I have recently been in touch with an old boyfriend - a German fellow named Axel. We broke up 6 years ago when I left San Diego to move to DC. We parted as friends, and we have stayed friends, although we really never see each other and at this point rarely correspond. I suppose it's more accurate to say that we're friendly, rather than friends. He imported a German wife - which I thought was a great idea - and they now have a baby and I imagine them to be quite Teutonically happy.
In our last IM conversation, the topic of relationships came up - his: good, and mine: varied. I wound up sending him a link to my Talladega Nights post, to which he said, "very interesting, kind of depressing." Which is of course true.

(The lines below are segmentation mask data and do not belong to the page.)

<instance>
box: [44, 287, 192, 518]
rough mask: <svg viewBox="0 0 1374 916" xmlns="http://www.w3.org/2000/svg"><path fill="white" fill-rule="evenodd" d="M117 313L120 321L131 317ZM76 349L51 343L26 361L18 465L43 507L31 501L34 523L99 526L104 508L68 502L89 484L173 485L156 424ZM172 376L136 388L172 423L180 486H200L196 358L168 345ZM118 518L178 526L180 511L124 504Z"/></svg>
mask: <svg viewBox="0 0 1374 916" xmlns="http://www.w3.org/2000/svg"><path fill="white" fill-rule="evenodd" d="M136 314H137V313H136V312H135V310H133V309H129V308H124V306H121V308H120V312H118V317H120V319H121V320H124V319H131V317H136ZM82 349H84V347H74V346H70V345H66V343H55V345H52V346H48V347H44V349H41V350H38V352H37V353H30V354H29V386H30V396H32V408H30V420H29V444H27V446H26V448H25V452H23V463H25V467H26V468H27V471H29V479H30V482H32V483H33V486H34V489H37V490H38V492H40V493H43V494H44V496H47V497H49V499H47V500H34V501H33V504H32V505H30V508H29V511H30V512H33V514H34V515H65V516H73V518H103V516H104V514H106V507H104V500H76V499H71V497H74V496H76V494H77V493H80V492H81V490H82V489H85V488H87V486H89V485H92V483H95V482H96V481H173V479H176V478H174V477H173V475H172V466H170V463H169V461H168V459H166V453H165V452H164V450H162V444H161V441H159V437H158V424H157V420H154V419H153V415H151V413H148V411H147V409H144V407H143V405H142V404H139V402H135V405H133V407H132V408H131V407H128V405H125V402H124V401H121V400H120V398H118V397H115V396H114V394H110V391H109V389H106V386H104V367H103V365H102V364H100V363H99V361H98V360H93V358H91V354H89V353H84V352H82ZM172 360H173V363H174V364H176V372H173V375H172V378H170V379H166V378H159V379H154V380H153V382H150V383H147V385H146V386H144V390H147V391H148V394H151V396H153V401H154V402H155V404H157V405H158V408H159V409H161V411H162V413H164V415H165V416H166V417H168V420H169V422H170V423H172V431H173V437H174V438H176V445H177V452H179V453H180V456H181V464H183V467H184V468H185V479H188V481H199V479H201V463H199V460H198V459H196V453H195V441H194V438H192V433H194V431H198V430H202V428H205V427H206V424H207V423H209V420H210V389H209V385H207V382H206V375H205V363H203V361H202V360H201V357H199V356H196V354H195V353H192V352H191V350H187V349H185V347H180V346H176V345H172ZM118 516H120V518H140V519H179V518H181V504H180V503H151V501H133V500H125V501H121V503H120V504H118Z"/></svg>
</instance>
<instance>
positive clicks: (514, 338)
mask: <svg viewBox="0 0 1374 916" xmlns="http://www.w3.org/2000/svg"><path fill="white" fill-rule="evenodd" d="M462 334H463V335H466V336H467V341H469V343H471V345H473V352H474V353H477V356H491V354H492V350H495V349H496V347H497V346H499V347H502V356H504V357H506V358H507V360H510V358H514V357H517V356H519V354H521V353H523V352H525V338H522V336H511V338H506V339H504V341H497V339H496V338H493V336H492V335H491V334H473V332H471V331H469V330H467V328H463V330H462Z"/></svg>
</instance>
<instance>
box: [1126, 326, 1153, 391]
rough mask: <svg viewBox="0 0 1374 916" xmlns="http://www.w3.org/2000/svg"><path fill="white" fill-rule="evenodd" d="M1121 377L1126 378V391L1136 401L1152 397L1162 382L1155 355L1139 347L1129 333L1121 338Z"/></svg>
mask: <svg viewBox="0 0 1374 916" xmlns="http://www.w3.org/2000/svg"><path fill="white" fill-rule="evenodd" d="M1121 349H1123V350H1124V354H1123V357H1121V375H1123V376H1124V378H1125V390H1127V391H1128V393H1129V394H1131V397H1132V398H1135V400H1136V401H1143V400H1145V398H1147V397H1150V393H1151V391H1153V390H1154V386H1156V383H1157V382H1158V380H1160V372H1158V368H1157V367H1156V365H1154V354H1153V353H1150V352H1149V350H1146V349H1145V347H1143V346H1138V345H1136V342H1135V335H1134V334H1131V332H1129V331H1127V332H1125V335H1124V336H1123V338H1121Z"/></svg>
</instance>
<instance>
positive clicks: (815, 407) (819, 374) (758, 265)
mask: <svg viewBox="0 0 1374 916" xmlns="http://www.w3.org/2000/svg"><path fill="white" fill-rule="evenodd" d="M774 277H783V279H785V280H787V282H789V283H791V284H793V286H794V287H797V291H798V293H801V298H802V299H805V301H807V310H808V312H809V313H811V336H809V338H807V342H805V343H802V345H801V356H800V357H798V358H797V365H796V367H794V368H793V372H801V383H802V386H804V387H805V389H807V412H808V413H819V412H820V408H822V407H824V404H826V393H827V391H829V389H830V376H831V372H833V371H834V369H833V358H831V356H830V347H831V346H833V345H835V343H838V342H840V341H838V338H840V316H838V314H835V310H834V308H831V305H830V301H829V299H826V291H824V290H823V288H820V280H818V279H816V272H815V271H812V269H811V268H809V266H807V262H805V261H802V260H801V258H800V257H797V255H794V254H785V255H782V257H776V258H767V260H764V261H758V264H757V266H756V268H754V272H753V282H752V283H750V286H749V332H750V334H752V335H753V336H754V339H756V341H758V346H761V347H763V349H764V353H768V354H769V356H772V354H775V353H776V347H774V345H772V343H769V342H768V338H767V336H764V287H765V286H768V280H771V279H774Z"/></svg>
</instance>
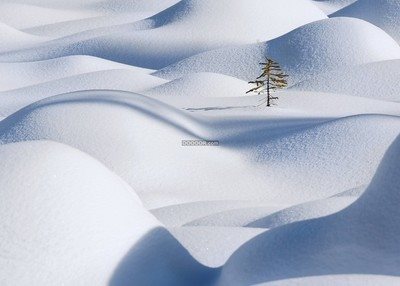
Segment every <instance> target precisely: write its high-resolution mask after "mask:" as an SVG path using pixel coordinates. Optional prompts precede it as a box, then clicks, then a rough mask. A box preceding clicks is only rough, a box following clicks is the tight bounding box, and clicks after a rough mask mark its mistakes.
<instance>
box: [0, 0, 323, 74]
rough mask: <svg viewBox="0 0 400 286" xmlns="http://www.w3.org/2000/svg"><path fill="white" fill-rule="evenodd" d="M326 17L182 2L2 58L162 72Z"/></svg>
mask: <svg viewBox="0 0 400 286" xmlns="http://www.w3.org/2000/svg"><path fill="white" fill-rule="evenodd" d="M266 13H267V15H266ZM283 15H284V17H283ZM284 18H290V19H291V21H290V22H287V21H283V20H282V19H284ZM325 18H326V15H325V14H324V13H322V12H321V11H320V10H319V9H318V8H316V7H315V6H314V5H313V4H312V3H310V2H309V1H307V0H273V1H263V0H250V1H249V0H246V1H245V0H237V1H234V2H232V1H229V0H221V1H213V0H182V1H180V2H179V3H177V4H176V5H174V6H172V7H170V8H168V9H166V10H164V11H163V12H161V13H159V14H157V15H155V16H153V17H151V18H149V19H147V20H143V21H139V22H136V23H133V24H132V25H129V24H127V25H122V26H119V27H118V26H117V27H112V28H111V29H106V30H103V29H100V30H96V31H91V32H90V33H86V34H84V35H80V36H71V37H67V38H62V39H58V40H54V41H52V42H50V43H46V45H42V46H40V47H39V48H35V50H32V49H26V50H24V51H17V52H14V53H8V54H4V55H2V56H1V57H0V59H1V60H2V61H34V60H44V59H49V58H54V57H62V56H67V55H74V54H86V55H92V56H97V57H101V58H105V59H109V60H113V61H117V62H121V63H126V64H130V65H135V66H140V67H146V68H152V69H160V68H163V67H165V66H167V65H170V64H173V63H175V62H177V61H179V60H182V59H184V58H187V57H190V56H193V55H195V54H197V53H200V52H204V51H207V50H210V49H214V48H218V47H221V46H227V45H233V44H246V43H254V42H256V41H265V40H269V39H271V38H274V37H277V36H280V35H282V34H284V33H286V32H288V31H290V30H292V29H294V28H296V27H299V26H301V25H304V24H306V23H309V22H312V21H316V20H320V19H325ZM152 28H153V29H152ZM210 30H212V31H213V33H210V32H209V31H210Z"/></svg>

I was instantly reminded of how incredibly ill-suited we were for each other. We were very good friends, and we laughed a lot. But our personalities could not be more different. Axel is relentlessly happy. Even on bad days, life is great and he insists that he's happy. He staunchly refuses to have a dark side. I totally judged him for that.
As I said, we were so ill-suited. He was fairly inflexible, and really well organized, and, well, stereotypically German. I know I generalize - anything Axel did is still, in my mind, what all Germans do. I have no idea what's just Axel and what's really a German thing.
He had to work with east coast stock market time, so he was at work before six every morning. Which meant he was in bed by ten. Every night. There was no staying up late to watch a movie. There was no sleeping in. I mean, I could do these things, but I was doing them alone.
I remember when we started dating, when we were spending a few nights a week together and just establishing some sort of routine. We were sitting in the living room reading, and he got up and said "Quarter to 10! We floss now!" I swear to God he said that. He would regularly say "Ten o'clock! We sleep now!" It sounds insane to want to date someone who said those things, but I thought it was funny. I got so much entertainment from the way he put things.
When we went to his hometown to visit his parents for two weeks, everything about him suddenly made a lot more sense. Now, his parents are people who are retired, who have nothing they have to do at any particularly early time. And still they set breakfast for 8 am. No sleeping in, no missing breakfast. And never, ever, hey, let's just wake up late this once and have breakfast at 10! No, that kind of craziness does not happen.
Breakfast in the Axel parent household consists of fresh rolls, cold cuts, cheeses, and tea or coffee. Axel's dad gets up at 6 am, when the bakery opens, to buy the rolls. You have to put in your order the night before. You have to specify the type - plain or with seeds - and how many you plan to eat the next morning.
Whatever you ordered the night before, you are obligated to eat. If you only want one roll, and you asked for two, someone else has to eat the extra so it doesn't go to waste. Or if you change your mind and you're more in the mood for seeds than plain, well, you could swap with someone else, but you couldn't just take a seeded one. The same with coffee and tea. If you're typically a two-cup coffee drinker, there's enough for you to get your two cups. There's no having a penchant for tea one morning, or needing that third cup of coffee.
This sounds like I didn't like them, but I did. I just get a great deal of enjoyment talking about them. I loved his mother, and I really missed her after Axel and I broke up. She and I stayed in contact, and I visited them several years ago. Axel had clearly told them about the stories I had propagated, because they laughed when asking, the night before, what kind of roll I wanted for breakfast. They meant it, though.